The Philosophy of Locational Competition

By Ronald Findlay

Columbia University

Paper presented at the conference "Locational Competition in the World Economy," Kiel, 22-23 June 1994. I am grateful to the discussant Arye Hillman and other conference participants for valuable comments. Discussion with Devashish Mitra were also very helpful in preparing the final version of the paper. Arye Hillman's published comment goes far beyond the normal duties of a discussant and constitutes a valuable independent contribution to what I hope will be an ongoing discussion of these very interesting ideas.


While Standortswettbewerb  may be a familiar term in the German economics literature, with a long tradition in location theory going back to von Thunen and Losch, its English counterpart "locational competition" does not ring any bells, at least to me. One possible meaning, it would seem is the choice of sites by firms at which to locate various production of marketing facilities to maximize their profits, given what their competitors are doing. It thus constitutes the geographical dimension of competition between oligopolists and as such would bring into play the full panoply of the location theorist's exotic arsenal of hexagons, isodaphones, and whatever else have you.
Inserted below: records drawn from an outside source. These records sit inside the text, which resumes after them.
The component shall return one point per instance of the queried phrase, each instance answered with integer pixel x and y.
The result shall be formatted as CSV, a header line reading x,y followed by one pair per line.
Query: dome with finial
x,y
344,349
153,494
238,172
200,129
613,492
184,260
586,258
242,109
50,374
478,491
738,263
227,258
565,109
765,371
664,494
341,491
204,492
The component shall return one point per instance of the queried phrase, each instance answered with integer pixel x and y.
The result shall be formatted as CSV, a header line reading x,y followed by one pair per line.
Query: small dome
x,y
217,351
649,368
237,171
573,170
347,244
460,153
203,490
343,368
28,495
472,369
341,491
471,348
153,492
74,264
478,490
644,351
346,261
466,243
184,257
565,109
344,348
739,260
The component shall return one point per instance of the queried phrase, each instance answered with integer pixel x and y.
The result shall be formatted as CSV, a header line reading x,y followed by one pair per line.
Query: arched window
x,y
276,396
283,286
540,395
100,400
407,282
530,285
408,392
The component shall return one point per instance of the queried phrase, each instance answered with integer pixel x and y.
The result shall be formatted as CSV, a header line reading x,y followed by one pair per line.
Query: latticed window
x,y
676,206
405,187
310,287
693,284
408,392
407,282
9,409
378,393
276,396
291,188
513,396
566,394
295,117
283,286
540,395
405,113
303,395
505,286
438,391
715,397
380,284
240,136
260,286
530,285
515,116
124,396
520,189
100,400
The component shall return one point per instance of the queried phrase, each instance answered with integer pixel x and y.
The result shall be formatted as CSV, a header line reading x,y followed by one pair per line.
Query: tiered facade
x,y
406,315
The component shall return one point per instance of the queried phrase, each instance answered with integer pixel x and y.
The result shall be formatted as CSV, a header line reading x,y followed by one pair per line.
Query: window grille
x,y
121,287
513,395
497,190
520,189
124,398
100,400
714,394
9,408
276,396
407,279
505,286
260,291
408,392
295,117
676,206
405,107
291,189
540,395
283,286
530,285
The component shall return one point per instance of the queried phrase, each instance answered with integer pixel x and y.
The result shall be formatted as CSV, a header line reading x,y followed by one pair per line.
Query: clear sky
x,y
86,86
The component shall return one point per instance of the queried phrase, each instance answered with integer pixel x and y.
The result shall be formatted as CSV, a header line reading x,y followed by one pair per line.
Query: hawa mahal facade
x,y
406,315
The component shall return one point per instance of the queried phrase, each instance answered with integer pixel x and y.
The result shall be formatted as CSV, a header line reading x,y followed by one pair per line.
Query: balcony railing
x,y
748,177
Somehow I do not think this is what Professor Host Siebert has in mind when he invited me to write a paper on this subject, which is the theme of our conference. What he appears to want us to understand by this phrase is rather competition between nations,  not firms, to attract within their borders as much as possible of global pools of internationally mobile factors, this raising the incomes of complementary immobile factors confined within those borders. In any case, this is the sense in which I will interpret the term in this paper.